I would make the Album Title tag “Mahler - Symphony No 5 [Sinopoli]”
Album Artist “Mahler”
Artist “Guiseppe Sinopoli / Philharmonia Orchestra”
Composer " Gustav Mahler"
By naming the album title like that I was able to search my Album listing more easily (and I was able to use the Album listing almost exclusively).
I did not want to see loads of entries as below
Symphonie No 1
Symphonie Number 1
Symphony No 1
Symphony Number 1
for every classical composer who has written a symphony
Will any of these tagging decisions have repercussions if I want to trial Roon?
One of the major frustrations we set out to correct with Roon was the way most apps handle Classical music. Your strategy makes sense, because most music players focus on four ways of finding music: Artist, Album, Track, and Genre.
Of course, these are all poor fits for Classical music – Beethoven recorded no albums or tracks, nor would he be considered an Artist in Roon (which we use to mean “performer”). A Classical CD could reasonably be classified by who’s performing the music, who’s conducting the music, who composed the music, what kind of instrumentation was used, what period the work was composed in, and so on.
None of this is to say that our handling of Classical music is perfect, but we do feel that browsing by Work and Composer makes a lot more sense than trying to shoehorn Classical into the conventions of pop. This type of browsing is dependent on getting good identifications, which in turn is dependent on how close your tags and folder structure is to what’s in our database.
Of course, what’s in our database is dependent on how the music was originally released.
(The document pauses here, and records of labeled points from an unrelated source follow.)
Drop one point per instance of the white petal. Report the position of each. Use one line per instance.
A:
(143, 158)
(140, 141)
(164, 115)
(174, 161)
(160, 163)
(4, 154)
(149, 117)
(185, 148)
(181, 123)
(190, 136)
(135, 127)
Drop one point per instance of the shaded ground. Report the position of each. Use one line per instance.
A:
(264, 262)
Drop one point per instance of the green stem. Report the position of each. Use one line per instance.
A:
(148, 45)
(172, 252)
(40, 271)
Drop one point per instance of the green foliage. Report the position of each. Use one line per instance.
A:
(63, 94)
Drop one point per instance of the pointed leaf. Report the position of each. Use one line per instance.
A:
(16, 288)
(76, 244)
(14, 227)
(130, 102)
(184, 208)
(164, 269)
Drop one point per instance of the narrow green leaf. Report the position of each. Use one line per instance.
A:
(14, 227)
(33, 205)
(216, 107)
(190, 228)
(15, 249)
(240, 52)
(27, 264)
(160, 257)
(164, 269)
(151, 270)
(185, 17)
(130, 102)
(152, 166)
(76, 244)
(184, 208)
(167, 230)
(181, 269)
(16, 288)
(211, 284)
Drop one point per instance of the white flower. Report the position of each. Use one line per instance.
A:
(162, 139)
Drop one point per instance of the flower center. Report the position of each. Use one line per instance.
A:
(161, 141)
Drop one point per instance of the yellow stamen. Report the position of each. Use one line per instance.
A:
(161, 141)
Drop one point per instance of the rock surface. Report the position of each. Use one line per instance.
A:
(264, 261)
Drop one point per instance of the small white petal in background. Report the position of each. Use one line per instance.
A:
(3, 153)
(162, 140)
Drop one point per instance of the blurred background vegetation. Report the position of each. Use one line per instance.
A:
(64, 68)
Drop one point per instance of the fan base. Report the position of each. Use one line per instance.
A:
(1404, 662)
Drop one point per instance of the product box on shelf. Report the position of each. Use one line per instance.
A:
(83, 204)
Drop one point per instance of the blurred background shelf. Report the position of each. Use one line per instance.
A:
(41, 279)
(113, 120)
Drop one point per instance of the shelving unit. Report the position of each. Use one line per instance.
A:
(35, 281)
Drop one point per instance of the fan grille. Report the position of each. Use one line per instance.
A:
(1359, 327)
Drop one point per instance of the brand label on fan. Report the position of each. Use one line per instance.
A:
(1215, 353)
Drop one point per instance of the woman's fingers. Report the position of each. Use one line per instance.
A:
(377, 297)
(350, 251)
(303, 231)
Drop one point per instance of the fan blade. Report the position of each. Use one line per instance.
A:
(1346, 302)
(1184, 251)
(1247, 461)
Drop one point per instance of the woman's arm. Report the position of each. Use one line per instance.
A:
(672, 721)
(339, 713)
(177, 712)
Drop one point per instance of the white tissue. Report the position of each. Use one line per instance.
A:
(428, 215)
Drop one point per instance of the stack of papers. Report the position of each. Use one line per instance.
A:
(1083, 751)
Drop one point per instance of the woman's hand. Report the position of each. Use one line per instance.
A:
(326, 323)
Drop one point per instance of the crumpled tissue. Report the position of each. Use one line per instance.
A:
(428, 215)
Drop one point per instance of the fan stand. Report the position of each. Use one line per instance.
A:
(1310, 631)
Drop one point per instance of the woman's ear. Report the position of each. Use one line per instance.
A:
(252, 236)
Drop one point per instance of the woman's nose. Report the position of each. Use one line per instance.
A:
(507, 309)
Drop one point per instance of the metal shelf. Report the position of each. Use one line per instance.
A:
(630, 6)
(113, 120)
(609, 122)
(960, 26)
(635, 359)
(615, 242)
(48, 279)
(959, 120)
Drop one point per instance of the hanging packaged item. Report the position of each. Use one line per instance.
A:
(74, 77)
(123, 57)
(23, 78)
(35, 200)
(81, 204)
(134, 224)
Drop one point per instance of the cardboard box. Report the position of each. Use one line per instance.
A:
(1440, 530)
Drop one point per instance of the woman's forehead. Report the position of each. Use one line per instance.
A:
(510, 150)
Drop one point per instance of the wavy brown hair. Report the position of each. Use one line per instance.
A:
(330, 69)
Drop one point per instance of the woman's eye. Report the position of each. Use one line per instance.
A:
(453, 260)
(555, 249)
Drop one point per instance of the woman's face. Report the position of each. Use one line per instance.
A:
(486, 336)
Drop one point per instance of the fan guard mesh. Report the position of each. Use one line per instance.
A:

Sometimes the composer might be the artist, but more often it’s the conductor or orchestra. If you’ve replaced this information with the composer, it may make an automatic match less likely. Ditto for changing the album titles.
My previous point is still relevant – you could edit the tags, but you could also just add your music in a watched folder, which will ensure your files aren’t modified in any way. You’ll be able to see which albums get extended metadata, and which albums are unidentified, and you’ll be able to correct the latter group right in Roon. I think you’ll find the connections we discover in your library are worth the effort, but my recommendation would be to go for the trial and let us know how it goes.
Let me know if you have any other questions @Jeff_C!